Please join us for the fourth and final event of our Spring Speaker Series, Decolonizing Migration.

RSVP below for event, or event+lunch.

Abstract

What forms of connection are possible between Indigenous people in any one Indigenous site? When Pacific people move to another Pacific place, in what ways do they affirm and extend connections with relatives, and in what ways do they reproduce structures of Indigenous oppression and elimination? How might the concept of ‘cousins,’ which pops up in so much Indigenous writing about transnational connections, contribute to how we think about Indigenous migration? This talk will ask these questions by drawing from research undertaken for my current monograph-in-process, ‘Belonging Together: Indigenous Pacific engagements with periodicals 1900-1975’ which holds Aotearoa New Zealand alongside Australia, Fiji and Hawai’i. Each of the sites is simultaneously home to specific Indigenous Pacific peoples and home to members of Pacific communities who have migrated there – largely along imperial networks – in the past two centuries.

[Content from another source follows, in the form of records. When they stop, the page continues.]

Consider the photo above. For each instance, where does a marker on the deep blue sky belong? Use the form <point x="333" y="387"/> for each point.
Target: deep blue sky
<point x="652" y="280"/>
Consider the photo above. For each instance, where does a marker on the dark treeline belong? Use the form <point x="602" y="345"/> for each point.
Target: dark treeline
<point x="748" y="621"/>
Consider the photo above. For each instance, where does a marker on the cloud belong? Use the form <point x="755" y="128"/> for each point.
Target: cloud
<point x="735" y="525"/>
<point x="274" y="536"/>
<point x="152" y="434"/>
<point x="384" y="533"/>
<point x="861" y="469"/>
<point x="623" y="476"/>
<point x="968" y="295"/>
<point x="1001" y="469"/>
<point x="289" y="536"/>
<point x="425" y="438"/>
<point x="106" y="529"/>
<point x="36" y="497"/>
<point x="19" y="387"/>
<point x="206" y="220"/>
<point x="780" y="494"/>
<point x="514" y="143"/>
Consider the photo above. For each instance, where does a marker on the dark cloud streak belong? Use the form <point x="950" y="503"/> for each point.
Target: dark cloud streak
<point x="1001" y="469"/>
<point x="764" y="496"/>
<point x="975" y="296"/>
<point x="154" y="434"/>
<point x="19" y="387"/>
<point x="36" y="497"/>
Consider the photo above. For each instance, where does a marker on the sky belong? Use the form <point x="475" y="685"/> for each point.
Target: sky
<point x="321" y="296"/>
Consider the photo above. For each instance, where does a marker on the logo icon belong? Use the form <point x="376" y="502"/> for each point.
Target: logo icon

Ultimately, how can we recall and envision the ways in which Indigenous Pacific peoples (local and migrant/ diasporic) connect along and beyond the imaginaries of contemporary states and regionalisms and, perhaps, the imaginaries we have of ourselves?

Speaker bio

Professor Alice Te Punga Somerville (Māori – Te Āti Awa, Taranaki) joined the UBC Department of  English Language and Literatures in 2021. She holds a joint appointment with the UBC Institute for Critical Indigenous Studies. She came to UBC from the University of Waikato in New Zealand, and has previously taught in Australia, Hawai’i and elsewhere in New Zealand. Professor Te Punga Somerville is a scholar, poet and irredentist. At its heart, her research and teaching engages texts in order to centre Indigenous expansiveness and de-centre colonialism. Her MA (Auckland) and PhD (Cornell) focused on Māori written literatures; as she sought broader contexts for thinking about the writing of her own community, she developed a twin interest and expertise in Indigenous studies and Pacific studies.